Several expressed chimeras involved genes that had been shown to be frequently mutated or targeted by rearrangements in NB. This list includes ALK, as well as NBAS, PTPRD and ODZ4 [23]. Interestingly, we found Rho guanine nucleotide exchange factor (GEF) 33 (ARHGEF33) involved in a chimeric transcript. In the recent work by Molenaar and colleagues [23], another Rho GEF, ARHGEF12, also showed a translocation of an unknown function.
Discussion
In this study, we used a mate-pair strategy combined to RNA-seq to characterize in-depth genomic rearrangements in NB cell lines and primary tumors. The two cell lines present with typical genetic alterations of NB, i.e., unbalanced translocations, and one of them also exhibits MYCN amplification. The two tumors belong to the group of NB exhibiting a profile of chromothripsis that has been described in a variety of cancers [17], [24]–[26] and recently shown to occur in 18% of high-stage NB [23]. Altogether, these cases are undoubtedly representative of a quite large proportion of NB.

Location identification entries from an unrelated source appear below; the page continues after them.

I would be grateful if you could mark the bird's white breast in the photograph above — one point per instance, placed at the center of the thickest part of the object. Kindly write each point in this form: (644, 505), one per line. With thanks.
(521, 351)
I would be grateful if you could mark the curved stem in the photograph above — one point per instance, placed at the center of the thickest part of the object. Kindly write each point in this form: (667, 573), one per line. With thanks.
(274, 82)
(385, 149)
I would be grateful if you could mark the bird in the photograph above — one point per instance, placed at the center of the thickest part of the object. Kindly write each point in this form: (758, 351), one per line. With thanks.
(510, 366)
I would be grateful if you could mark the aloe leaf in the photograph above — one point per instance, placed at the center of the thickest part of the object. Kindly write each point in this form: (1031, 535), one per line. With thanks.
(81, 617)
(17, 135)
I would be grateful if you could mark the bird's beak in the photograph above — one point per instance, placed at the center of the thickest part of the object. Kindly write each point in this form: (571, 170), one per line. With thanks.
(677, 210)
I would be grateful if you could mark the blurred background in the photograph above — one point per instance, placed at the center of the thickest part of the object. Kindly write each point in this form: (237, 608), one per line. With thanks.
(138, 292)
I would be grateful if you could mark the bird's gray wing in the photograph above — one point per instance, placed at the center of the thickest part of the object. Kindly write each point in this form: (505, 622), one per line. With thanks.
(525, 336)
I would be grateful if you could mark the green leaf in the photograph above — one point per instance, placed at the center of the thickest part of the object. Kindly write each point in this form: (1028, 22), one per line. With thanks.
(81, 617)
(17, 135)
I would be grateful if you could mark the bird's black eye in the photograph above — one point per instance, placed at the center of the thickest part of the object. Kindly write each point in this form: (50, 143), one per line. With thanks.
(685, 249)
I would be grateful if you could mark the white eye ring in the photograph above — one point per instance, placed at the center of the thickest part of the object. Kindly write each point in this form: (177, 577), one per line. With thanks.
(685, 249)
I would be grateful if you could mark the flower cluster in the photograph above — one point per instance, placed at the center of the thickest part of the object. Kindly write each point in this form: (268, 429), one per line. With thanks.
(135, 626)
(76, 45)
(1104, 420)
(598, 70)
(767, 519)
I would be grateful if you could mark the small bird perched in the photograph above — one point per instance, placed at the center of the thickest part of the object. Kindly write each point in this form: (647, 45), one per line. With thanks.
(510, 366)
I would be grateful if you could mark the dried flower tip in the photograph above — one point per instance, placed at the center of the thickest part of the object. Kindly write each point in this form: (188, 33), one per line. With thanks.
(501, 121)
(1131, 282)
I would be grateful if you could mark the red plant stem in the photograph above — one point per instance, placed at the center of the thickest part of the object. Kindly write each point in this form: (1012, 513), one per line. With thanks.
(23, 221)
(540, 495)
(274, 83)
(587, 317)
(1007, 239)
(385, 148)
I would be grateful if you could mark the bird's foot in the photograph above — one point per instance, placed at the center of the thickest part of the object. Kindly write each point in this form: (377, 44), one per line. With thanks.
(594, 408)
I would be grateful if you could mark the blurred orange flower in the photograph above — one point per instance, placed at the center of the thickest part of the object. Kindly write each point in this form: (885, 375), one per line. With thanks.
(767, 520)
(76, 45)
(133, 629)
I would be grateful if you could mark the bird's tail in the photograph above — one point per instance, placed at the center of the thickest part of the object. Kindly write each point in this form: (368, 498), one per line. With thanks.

Mate-pair sequencing, since dealing with large DNA fragments, is a rather efficient way to identify large rearrangements. In our experiments, we had very low sequence coverage (<1X, relative to the six billion-base pair diploid genome). Nevertheless, since we used 3–4 kb fragments, we obtained decent effective coverage (from 8X to 14X), meaning that we expected to have about 8–14 mate pairs per SV. For the CLB-Ga cell line our procedure was indeed efficient to characterize SVs associated with copy number changes since it allowed the precise identification of 17 out of 20 breakpoints associated with copy number changes detected by FREEC. In the CLB-Re cell line, the efficiency of the mate-pair strategy to identify SVs associated with copy number changes was not as high as in the CLB-Ga cell line. This lower efficiency may rely on the lower effective coverage obtained for the CLB-Re sample (8X) compared to that of the CLB-Ga sample (10X).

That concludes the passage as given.